Here are some of the issues that commonly arise with illegal construction:

  • Inferior and/or unsafe construction. A permit is required to ensure safe and quality construction. Without a permit, there's no guarantee that the in-law unit was constructed well.
  • Expense and hassle of bringing property up to code. If the city (or governing municipality) finds out about the illegal unit, it will require you, as the new owner, to bring it up to current code and obtain the required permits. The city does not care that you weren't responsible for the original construction. Obtaining a permit after construction has been completed can be a lengthy and costly process, and may require tearing up some existing walls and so forth. See Discovering Unpermitted Construction When Selling Your Home for more information.
  • Financing challenges. Your financial institution may not be willing to extend financing on a house that includes unpermitted construction.
  • Insurance limits. If there is a fire or other incident in the in-law unit for which you may pursue an insurance claim, your insurance company may deny coverage. You likely will not have trouble initially obtaining the policy, but beware of the small print that excludes coverage for construction not built to code standards or built with inferior construction. And if you decide to rent the space out, be sure to read Insurance Questions When Renting Out Your Home Short Term; your homeowner's coverage may not be as extensive as you'd expect if you're running a "business" in your home, leaving you potentially liable if a guest is injured.
  • Retroactive tax obligations. If your local taxing authority has not been assessing real estate tax on your in-law unit because it wasn't a recognized part of the property, you may become responsible for paying back taxes.
  • Obligation to disclose issues to future home buyers. When you eventually sell the property, you will be required, by law, to disclose the unpermitted construction (assuming you haven't since brought it up to code) to any potential buyers. This will make it harder for you to sell the property for the price it would otherwise be worth.

If you decide that purchasing a house with unpermitted construction is not worth the risk, you can walk away, assuming you're not too deep into the closing process by now.

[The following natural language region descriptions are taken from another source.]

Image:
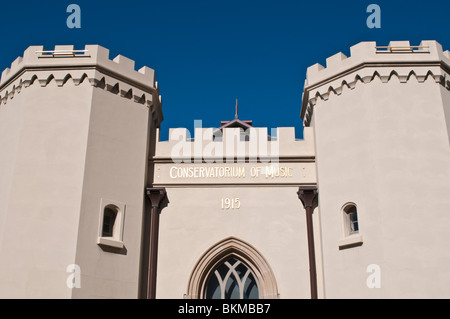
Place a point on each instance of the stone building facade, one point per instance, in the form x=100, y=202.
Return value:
x=94, y=205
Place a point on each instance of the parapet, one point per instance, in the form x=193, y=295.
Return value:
x=397, y=52
x=367, y=62
x=64, y=56
x=92, y=64
x=230, y=147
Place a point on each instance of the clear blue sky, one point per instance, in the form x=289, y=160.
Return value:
x=208, y=53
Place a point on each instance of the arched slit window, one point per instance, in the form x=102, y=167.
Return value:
x=232, y=269
x=351, y=227
x=109, y=220
x=232, y=279
x=351, y=219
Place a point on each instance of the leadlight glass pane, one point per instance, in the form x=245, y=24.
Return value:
x=232, y=279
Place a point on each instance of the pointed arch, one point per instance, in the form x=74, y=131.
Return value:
x=394, y=74
x=219, y=253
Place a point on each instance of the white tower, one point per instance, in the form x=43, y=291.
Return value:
x=381, y=119
x=75, y=133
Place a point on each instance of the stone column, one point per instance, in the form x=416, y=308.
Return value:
x=150, y=242
x=308, y=195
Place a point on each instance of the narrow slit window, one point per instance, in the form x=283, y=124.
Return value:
x=109, y=220
x=232, y=279
x=351, y=219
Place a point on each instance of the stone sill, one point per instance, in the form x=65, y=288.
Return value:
x=351, y=241
x=111, y=242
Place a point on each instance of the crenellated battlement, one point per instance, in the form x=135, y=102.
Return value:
x=229, y=145
x=368, y=62
x=66, y=66
x=369, y=53
x=64, y=56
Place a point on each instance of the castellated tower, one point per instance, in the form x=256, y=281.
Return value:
x=75, y=131
x=381, y=120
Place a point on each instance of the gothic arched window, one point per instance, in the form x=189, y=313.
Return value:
x=232, y=279
x=232, y=269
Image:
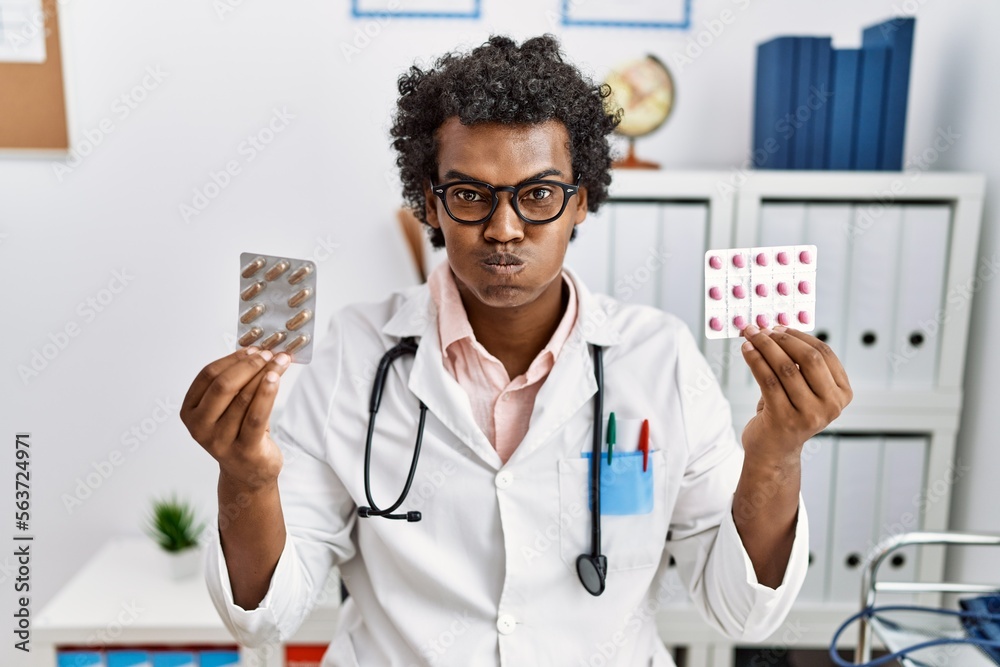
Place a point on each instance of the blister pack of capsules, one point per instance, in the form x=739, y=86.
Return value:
x=768, y=287
x=277, y=297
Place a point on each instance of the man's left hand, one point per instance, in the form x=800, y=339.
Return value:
x=803, y=388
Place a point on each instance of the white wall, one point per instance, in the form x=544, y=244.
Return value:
x=325, y=181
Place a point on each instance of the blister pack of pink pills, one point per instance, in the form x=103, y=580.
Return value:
x=768, y=287
x=276, y=305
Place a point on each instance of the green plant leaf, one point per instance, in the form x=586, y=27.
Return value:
x=172, y=524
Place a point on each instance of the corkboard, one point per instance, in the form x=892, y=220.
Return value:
x=32, y=100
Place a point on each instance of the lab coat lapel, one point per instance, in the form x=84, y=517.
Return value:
x=431, y=382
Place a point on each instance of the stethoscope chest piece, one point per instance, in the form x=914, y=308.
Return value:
x=591, y=570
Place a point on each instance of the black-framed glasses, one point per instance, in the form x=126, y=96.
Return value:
x=536, y=202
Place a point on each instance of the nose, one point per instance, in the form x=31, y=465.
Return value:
x=504, y=225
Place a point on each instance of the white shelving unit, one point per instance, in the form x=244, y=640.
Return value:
x=730, y=206
x=735, y=203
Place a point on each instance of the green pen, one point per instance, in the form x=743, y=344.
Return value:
x=611, y=435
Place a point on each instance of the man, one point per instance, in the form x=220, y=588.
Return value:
x=502, y=152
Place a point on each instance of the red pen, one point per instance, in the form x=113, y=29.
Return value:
x=644, y=443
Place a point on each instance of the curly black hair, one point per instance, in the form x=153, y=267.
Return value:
x=500, y=82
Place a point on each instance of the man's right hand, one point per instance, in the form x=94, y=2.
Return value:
x=227, y=410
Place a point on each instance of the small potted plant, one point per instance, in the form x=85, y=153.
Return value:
x=172, y=524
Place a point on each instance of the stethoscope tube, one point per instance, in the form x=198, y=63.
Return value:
x=405, y=346
x=591, y=567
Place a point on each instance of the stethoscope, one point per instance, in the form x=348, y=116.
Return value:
x=590, y=567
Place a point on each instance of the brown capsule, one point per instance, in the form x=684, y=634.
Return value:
x=273, y=340
x=300, y=297
x=297, y=344
x=298, y=319
x=253, y=267
x=253, y=290
x=251, y=336
x=300, y=274
x=253, y=313
x=275, y=271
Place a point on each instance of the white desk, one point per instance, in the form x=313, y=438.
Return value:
x=124, y=596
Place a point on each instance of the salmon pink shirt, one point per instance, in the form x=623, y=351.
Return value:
x=501, y=406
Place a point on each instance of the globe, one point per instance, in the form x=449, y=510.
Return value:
x=644, y=90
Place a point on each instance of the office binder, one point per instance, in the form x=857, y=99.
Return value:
x=217, y=658
x=128, y=658
x=872, y=294
x=635, y=231
x=800, y=112
x=827, y=227
x=855, y=498
x=822, y=102
x=871, y=100
x=589, y=254
x=79, y=659
x=896, y=35
x=684, y=238
x=923, y=259
x=173, y=659
x=817, y=489
x=776, y=70
x=842, y=123
x=900, y=504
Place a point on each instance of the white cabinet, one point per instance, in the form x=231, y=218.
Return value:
x=897, y=271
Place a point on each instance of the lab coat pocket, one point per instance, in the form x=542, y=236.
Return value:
x=625, y=487
x=634, y=518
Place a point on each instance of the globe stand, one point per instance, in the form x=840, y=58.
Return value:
x=631, y=161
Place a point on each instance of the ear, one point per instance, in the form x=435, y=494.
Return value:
x=430, y=206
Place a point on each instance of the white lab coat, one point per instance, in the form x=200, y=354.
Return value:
x=488, y=576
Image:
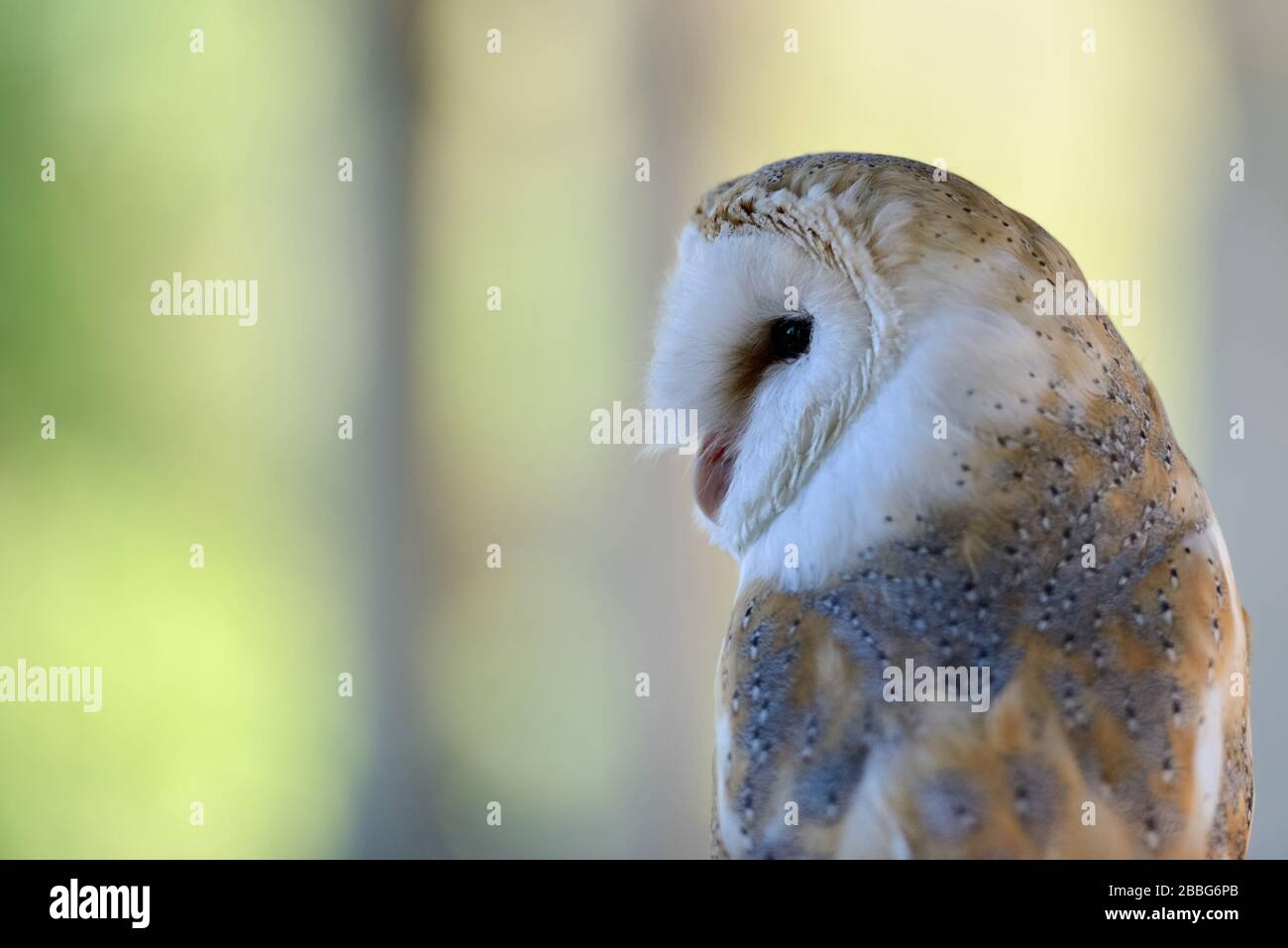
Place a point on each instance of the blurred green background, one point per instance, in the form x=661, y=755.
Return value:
x=511, y=170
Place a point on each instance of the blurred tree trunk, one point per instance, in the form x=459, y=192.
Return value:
x=393, y=814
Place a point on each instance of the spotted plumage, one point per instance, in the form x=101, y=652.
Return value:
x=965, y=483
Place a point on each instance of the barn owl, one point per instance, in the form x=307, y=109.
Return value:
x=984, y=605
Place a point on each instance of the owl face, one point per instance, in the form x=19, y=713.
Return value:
x=773, y=350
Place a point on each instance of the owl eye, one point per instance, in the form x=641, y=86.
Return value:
x=789, y=337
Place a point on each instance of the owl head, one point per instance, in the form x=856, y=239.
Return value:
x=849, y=329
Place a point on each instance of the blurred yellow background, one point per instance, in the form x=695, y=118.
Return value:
x=514, y=170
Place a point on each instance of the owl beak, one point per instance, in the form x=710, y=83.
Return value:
x=713, y=473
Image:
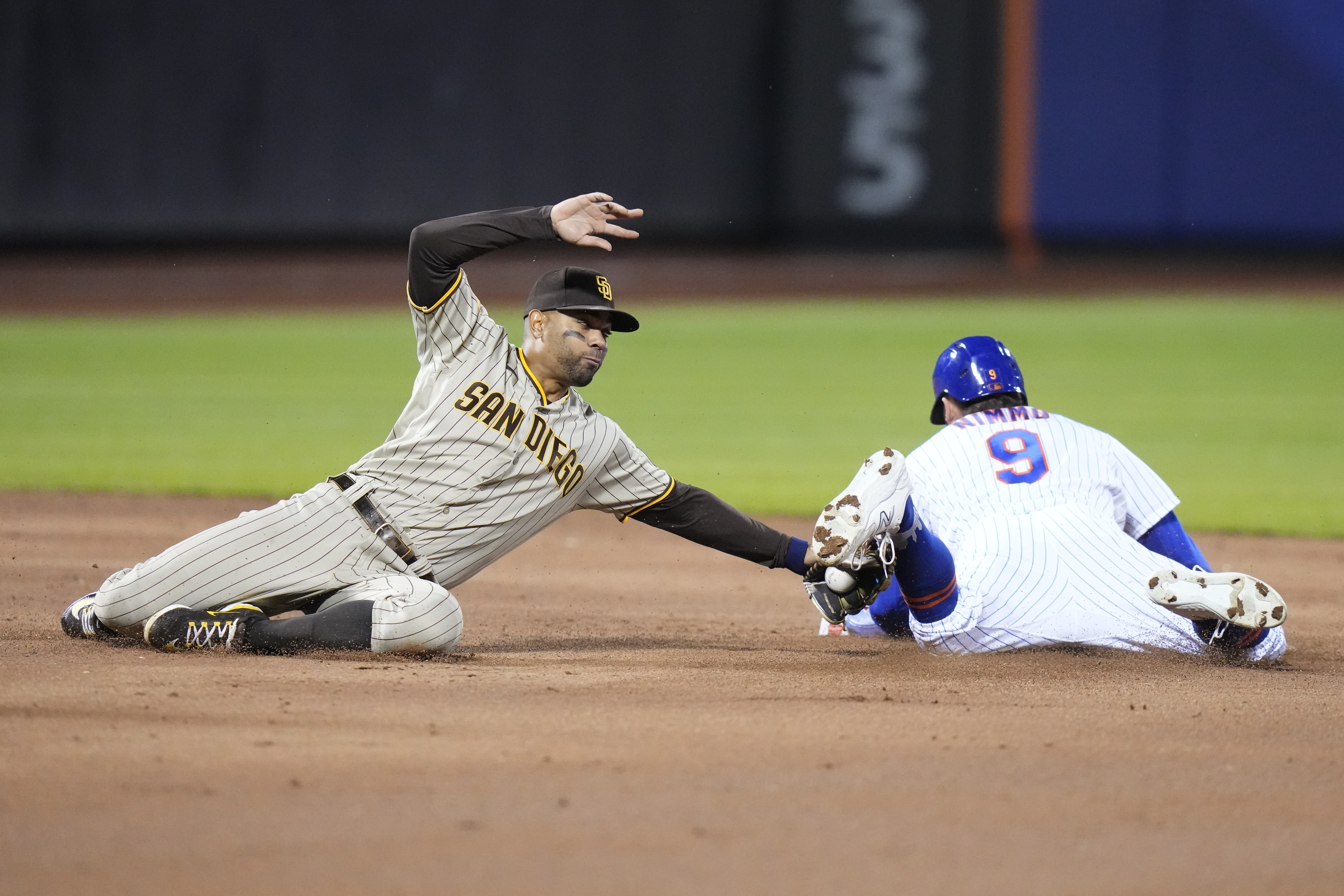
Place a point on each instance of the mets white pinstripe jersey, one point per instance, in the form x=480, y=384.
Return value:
x=1042, y=515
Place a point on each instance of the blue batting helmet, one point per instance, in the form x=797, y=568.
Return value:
x=972, y=369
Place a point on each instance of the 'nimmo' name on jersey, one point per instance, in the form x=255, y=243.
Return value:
x=488, y=406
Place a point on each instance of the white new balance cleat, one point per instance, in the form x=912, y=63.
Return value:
x=182, y=628
x=80, y=620
x=873, y=503
x=1234, y=598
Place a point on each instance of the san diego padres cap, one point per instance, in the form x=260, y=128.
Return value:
x=577, y=289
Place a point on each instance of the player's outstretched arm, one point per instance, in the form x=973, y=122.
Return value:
x=585, y=220
x=440, y=248
x=706, y=519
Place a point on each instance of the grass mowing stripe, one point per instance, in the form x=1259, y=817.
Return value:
x=771, y=406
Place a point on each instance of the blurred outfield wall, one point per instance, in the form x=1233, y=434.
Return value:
x=861, y=123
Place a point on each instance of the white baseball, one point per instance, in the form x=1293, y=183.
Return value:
x=839, y=581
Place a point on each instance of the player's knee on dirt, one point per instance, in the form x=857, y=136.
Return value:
x=890, y=613
x=119, y=604
x=409, y=614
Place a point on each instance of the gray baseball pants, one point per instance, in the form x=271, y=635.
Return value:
x=281, y=557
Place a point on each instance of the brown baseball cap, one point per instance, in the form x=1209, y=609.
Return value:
x=578, y=289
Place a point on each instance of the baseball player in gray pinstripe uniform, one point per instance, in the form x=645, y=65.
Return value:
x=494, y=447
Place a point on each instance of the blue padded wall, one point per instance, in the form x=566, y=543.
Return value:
x=1191, y=120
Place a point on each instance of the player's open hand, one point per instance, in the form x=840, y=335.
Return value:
x=584, y=221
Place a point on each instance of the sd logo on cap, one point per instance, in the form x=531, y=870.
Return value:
x=577, y=289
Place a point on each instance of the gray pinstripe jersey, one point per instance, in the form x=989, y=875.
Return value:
x=479, y=463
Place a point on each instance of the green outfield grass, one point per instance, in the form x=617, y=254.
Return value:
x=1236, y=403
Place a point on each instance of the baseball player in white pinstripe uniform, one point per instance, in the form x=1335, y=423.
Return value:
x=494, y=447
x=1015, y=527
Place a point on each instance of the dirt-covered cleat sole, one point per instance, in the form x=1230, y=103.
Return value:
x=1234, y=598
x=80, y=620
x=181, y=628
x=873, y=503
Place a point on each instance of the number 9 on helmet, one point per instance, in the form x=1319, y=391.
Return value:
x=974, y=367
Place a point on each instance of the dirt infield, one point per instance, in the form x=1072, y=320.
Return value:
x=632, y=714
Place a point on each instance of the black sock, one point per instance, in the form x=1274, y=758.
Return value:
x=1236, y=641
x=346, y=628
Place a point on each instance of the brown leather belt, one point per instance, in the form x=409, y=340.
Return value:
x=377, y=523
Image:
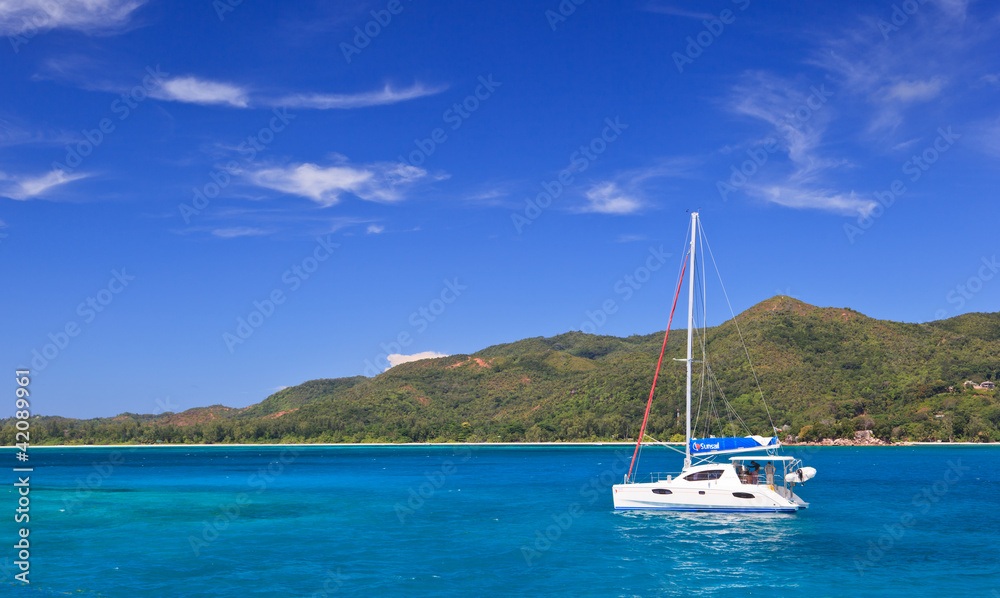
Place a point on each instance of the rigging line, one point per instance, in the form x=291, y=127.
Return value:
x=652, y=390
x=680, y=278
x=740, y=332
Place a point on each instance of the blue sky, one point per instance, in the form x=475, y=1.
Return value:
x=203, y=202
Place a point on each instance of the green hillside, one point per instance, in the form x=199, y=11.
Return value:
x=824, y=371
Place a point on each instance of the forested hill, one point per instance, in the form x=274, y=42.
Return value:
x=824, y=371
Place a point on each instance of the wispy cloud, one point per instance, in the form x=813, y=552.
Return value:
x=894, y=74
x=914, y=91
x=22, y=187
x=88, y=16
x=396, y=359
x=630, y=238
x=626, y=193
x=200, y=91
x=238, y=231
x=380, y=182
x=86, y=73
x=666, y=9
x=797, y=116
x=608, y=198
x=331, y=101
x=800, y=196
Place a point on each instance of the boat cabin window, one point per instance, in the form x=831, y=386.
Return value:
x=701, y=476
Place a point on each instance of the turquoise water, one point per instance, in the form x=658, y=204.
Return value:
x=492, y=521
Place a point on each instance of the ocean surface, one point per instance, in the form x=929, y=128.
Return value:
x=491, y=521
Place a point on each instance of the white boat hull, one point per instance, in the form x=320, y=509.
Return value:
x=727, y=494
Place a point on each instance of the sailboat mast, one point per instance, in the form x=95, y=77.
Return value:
x=687, y=438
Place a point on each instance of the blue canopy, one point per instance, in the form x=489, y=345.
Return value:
x=700, y=446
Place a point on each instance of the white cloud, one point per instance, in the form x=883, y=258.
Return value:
x=21, y=188
x=330, y=101
x=380, y=182
x=238, y=231
x=199, y=91
x=801, y=197
x=608, y=198
x=630, y=238
x=26, y=16
x=625, y=193
x=396, y=359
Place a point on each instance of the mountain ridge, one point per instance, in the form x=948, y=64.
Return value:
x=826, y=371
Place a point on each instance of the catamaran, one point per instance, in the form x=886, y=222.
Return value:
x=708, y=482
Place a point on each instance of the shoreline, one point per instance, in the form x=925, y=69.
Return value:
x=478, y=444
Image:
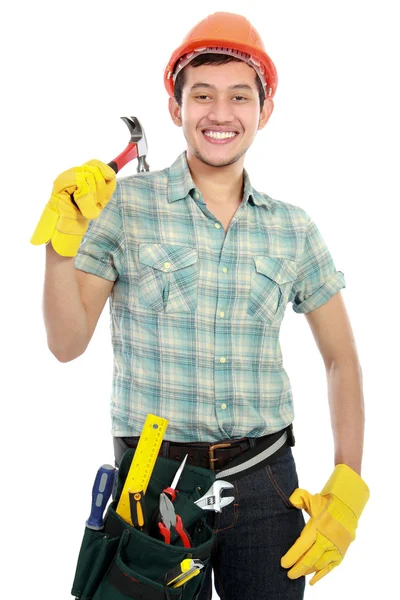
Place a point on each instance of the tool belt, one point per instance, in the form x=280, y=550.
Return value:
x=121, y=561
x=229, y=459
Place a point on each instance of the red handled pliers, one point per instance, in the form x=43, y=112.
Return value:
x=167, y=512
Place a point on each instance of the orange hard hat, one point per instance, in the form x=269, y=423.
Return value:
x=225, y=33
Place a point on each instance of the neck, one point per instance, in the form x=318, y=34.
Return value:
x=219, y=185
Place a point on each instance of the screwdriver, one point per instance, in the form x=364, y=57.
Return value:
x=136, y=502
x=101, y=492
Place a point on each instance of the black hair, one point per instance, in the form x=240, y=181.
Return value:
x=212, y=59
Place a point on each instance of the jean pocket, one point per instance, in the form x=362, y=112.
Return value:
x=270, y=287
x=282, y=475
x=168, y=278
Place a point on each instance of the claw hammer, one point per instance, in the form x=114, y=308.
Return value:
x=136, y=148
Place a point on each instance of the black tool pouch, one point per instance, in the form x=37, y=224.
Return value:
x=121, y=561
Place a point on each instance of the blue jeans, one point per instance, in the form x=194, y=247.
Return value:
x=253, y=533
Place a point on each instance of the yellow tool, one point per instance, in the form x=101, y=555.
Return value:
x=187, y=569
x=143, y=463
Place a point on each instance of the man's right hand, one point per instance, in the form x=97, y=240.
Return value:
x=65, y=220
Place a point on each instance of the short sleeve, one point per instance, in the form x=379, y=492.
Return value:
x=102, y=248
x=317, y=278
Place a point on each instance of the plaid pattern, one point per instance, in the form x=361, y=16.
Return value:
x=195, y=315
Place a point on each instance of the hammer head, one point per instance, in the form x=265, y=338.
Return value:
x=213, y=499
x=138, y=137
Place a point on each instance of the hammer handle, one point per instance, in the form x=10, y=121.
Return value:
x=130, y=152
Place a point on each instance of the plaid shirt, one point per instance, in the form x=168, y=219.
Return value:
x=196, y=314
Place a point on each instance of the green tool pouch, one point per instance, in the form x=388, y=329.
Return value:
x=121, y=561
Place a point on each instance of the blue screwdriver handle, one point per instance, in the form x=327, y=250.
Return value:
x=102, y=489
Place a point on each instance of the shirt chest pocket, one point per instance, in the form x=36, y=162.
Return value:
x=271, y=283
x=168, y=278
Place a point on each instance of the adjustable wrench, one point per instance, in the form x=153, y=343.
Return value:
x=213, y=499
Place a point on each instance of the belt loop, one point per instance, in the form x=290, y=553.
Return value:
x=164, y=449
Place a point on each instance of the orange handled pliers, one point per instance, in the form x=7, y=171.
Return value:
x=167, y=511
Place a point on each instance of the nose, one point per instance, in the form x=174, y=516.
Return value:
x=221, y=111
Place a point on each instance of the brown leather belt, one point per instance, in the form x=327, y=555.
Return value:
x=214, y=456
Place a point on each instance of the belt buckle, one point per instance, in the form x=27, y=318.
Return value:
x=211, y=457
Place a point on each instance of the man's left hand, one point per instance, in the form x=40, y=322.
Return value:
x=334, y=515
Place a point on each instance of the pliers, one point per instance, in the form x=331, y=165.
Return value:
x=170, y=519
x=167, y=516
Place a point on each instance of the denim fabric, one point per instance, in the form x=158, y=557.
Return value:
x=253, y=533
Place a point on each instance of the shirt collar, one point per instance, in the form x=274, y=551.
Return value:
x=180, y=184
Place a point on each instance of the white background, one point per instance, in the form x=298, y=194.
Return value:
x=70, y=70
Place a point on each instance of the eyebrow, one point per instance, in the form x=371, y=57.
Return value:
x=237, y=86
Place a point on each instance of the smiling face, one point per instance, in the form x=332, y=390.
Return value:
x=220, y=113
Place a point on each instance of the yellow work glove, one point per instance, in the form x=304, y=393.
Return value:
x=92, y=186
x=334, y=515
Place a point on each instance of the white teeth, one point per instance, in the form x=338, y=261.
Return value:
x=220, y=135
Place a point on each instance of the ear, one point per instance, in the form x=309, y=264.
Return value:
x=266, y=112
x=175, y=111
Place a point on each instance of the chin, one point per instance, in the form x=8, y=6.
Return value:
x=223, y=161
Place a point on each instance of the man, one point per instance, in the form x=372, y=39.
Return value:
x=199, y=268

Another option is to negotiate to have the seller obtain required permits prior to sale. This may be a good solution if you are willing to be flexible with the closing date (the permitting process can be lengthy and unpredictable).

If you do choose to go forward with the purchase, consider the terms of your offer carefully. The property may well be worth less than its list price. For example, the market value of a two-bedroom house with an illegal in-law unit is actually closer to that of a two-bedroom house without the extra unit.